Based on the analysis of geological conditions, it was decided to abandon the surface pits. The goal was to capture the exit routes at depth. The most suitable method was chosen core drilling.

Drilling and insulation technology

The drilling was carried out by a rig ZIF-300 and Craelius. In order not to damage the structure of the mineral water, it was used as a rinse clean water, not clay leaching. The key moment was the isolation of Cenomanian sandstones by cementation to separate the fresh water from the mineral water.

VI. Hydrogeological verification and testing

After drilling, it was necessary to demonstrate the hydraulic connection with the original shallow springs. A key experiment was to monitor the response of the water level in the old collection shaft to pumping from the new V-1 well.
The result was clear: As soon as the deep well V-1 began to be pumped, the water level in the shallow shaft began to fall. This confirmed that The V-1 well intercepted the same exit route (fracture h-2), but at a much greater depth. When the V-1 well was fully opened, the overflow of the old springs completely stopped - the new well "stole" them and eliminated losses.

During the tests, it was shown that the V-1 well behaves like a “gas lift.” When the level drops, bubbles of CO are released₂which pull water upwards.
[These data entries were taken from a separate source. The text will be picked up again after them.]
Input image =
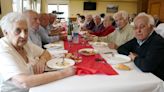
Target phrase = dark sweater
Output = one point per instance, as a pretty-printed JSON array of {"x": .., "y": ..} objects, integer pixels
[{"x": 150, "y": 54}]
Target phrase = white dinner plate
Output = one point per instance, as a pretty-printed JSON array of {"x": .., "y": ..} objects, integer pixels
[
  {"x": 99, "y": 43},
  {"x": 88, "y": 51},
  {"x": 52, "y": 45},
  {"x": 57, "y": 63},
  {"x": 118, "y": 58}
]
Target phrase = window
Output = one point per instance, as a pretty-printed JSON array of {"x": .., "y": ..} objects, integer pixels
[
  {"x": 22, "y": 5},
  {"x": 59, "y": 8}
]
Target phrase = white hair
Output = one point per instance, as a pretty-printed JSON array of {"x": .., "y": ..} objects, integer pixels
[
  {"x": 9, "y": 19},
  {"x": 150, "y": 18},
  {"x": 121, "y": 13}
]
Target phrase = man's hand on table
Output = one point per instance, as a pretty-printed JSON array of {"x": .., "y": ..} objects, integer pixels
[{"x": 132, "y": 56}]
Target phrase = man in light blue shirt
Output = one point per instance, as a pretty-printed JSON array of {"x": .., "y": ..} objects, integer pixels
[{"x": 33, "y": 22}]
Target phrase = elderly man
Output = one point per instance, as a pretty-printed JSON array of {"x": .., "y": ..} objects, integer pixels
[
  {"x": 98, "y": 24},
  {"x": 23, "y": 62},
  {"x": 123, "y": 32},
  {"x": 33, "y": 23},
  {"x": 89, "y": 23},
  {"x": 147, "y": 48},
  {"x": 44, "y": 32}
]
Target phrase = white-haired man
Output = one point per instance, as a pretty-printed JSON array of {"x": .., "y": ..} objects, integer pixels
[
  {"x": 123, "y": 32},
  {"x": 147, "y": 48}
]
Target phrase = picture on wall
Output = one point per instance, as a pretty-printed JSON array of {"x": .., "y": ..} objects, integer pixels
[{"x": 112, "y": 8}]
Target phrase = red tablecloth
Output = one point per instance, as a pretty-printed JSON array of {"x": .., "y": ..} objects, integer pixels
[{"x": 89, "y": 65}]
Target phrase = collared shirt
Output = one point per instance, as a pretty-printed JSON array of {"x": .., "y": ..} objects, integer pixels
[
  {"x": 35, "y": 37},
  {"x": 141, "y": 42}
]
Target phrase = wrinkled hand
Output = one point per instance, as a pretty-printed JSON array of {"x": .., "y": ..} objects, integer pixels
[
  {"x": 39, "y": 67},
  {"x": 112, "y": 46},
  {"x": 132, "y": 56}
]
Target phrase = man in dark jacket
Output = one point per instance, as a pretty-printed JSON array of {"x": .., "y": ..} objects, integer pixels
[{"x": 147, "y": 48}]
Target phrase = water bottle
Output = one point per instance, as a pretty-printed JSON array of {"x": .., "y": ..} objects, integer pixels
[
  {"x": 69, "y": 31},
  {"x": 75, "y": 34}
]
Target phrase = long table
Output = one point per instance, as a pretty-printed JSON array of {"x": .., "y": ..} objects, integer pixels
[{"x": 125, "y": 81}]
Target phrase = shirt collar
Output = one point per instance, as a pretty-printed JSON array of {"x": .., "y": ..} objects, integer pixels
[{"x": 140, "y": 42}]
VII. Hydrochemical conditions and genesis

The chemical composition of Bílinská kyselka is the result of complex geochemical processes. According to the classification, it is pure alkaline acid (type Na – HCO₃) with an increased content of silicic acid and fluorides. Analyses from 1963–1964 confirmed that the water from the depths is identical to the original one, but is more stable.

Genetic model and comparison with the world

The question of origin was resolved as follows: CO₂ It is of deep, post-volcanic origin. The gas-saturated water reacts with gneiss (hydrolysis of feldspars), thereby enriching itself with sodium and bicarbonates. Finally, it rises through the cracks h-2.
Prof. Mladějovský has already pointed out the striking similarity of Bílinská kyselka with the famous springs in Vichy, France. Chemical comparison shows that Bílinská is their colder and more strongly gasified equivalent.
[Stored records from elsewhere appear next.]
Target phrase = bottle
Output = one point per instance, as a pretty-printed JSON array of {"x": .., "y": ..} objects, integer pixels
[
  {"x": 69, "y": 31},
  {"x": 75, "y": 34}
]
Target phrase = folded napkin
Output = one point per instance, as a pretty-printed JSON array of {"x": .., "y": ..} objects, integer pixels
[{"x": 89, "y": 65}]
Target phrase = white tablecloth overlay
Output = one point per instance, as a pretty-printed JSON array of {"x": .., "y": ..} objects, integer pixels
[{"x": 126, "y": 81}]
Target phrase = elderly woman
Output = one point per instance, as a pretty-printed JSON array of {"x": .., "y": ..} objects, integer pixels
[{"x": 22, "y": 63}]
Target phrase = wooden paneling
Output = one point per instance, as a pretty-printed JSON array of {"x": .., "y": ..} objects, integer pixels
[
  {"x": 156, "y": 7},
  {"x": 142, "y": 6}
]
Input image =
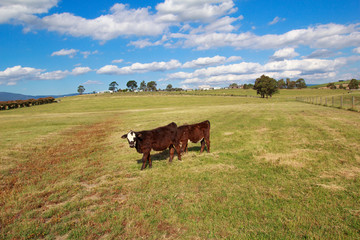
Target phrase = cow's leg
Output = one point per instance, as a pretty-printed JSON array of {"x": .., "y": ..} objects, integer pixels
[
  {"x": 208, "y": 144},
  {"x": 202, "y": 145},
  {"x": 172, "y": 151},
  {"x": 145, "y": 158},
  {"x": 150, "y": 162},
  {"x": 178, "y": 150}
]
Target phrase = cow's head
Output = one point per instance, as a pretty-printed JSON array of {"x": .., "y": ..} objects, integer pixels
[{"x": 131, "y": 137}]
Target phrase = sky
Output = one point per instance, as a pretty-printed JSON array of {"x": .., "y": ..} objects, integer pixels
[{"x": 53, "y": 46}]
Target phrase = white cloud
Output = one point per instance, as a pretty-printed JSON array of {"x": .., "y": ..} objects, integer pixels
[
  {"x": 12, "y": 75},
  {"x": 276, "y": 20},
  {"x": 356, "y": 50},
  {"x": 139, "y": 68},
  {"x": 80, "y": 70},
  {"x": 23, "y": 10},
  {"x": 65, "y": 52},
  {"x": 321, "y": 53},
  {"x": 91, "y": 82},
  {"x": 321, "y": 36},
  {"x": 248, "y": 71},
  {"x": 285, "y": 53},
  {"x": 122, "y": 21},
  {"x": 88, "y": 53},
  {"x": 201, "y": 10},
  {"x": 117, "y": 61}
]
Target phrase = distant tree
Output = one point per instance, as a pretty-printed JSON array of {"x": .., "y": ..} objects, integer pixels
[
  {"x": 354, "y": 84},
  {"x": 265, "y": 86},
  {"x": 132, "y": 85},
  {"x": 233, "y": 85},
  {"x": 331, "y": 86},
  {"x": 81, "y": 89},
  {"x": 113, "y": 86},
  {"x": 290, "y": 84},
  {"x": 151, "y": 86},
  {"x": 169, "y": 87},
  {"x": 300, "y": 83},
  {"x": 143, "y": 86},
  {"x": 281, "y": 84}
]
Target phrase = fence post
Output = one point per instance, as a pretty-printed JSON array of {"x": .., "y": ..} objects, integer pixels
[{"x": 341, "y": 101}]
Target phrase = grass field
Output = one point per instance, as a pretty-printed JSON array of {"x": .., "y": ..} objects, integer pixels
[{"x": 278, "y": 169}]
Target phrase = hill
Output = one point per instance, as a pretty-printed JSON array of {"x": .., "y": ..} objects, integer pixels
[
  {"x": 278, "y": 169},
  {"x": 6, "y": 96}
]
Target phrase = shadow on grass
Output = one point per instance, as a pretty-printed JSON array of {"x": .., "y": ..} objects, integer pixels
[{"x": 165, "y": 155}]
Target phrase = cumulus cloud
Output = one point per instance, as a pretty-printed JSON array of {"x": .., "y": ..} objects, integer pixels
[
  {"x": 201, "y": 10},
  {"x": 285, "y": 53},
  {"x": 65, "y": 52},
  {"x": 117, "y": 61},
  {"x": 139, "y": 68},
  {"x": 321, "y": 53},
  {"x": 23, "y": 10},
  {"x": 321, "y": 36},
  {"x": 12, "y": 75},
  {"x": 122, "y": 21},
  {"x": 276, "y": 20},
  {"x": 248, "y": 71},
  {"x": 80, "y": 70},
  {"x": 91, "y": 82},
  {"x": 356, "y": 50}
]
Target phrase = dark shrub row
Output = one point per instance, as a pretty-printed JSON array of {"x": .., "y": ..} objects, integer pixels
[{"x": 25, "y": 103}]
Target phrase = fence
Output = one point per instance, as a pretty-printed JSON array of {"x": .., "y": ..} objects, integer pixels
[
  {"x": 25, "y": 103},
  {"x": 349, "y": 102}
]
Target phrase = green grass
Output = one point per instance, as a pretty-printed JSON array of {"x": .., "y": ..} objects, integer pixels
[{"x": 278, "y": 169}]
VIII. Conclusion of the report

The work carried out in the narrower spring area (1959–1964) was aimed at verifying the possibility of increasing the usable yield of the springs. The original collection system was replaced by two inclined and one vertical collection wells. The acid collected by the wells on its way out has been used for bottling purposes since 1960.
By capturing the mineral water on its outlet path, the originally usable amount was increased from 5 to 7 l/min to 34 l/min. Of this, 27 l/min will be used for the bottling plant and 7 l/min for the natural carbonated baths (for the first time in the history of Bílina).
Based on a comparison of the conditions of the emergence of acid lakes in the Bohemian Massif, the thesis is expressed that their formation is conditioned by the causal and spatial unity of these factors: the existence of Variscan plutons, Variscan tectogenesis, Saxon tectonics and the formation of neovolcanites.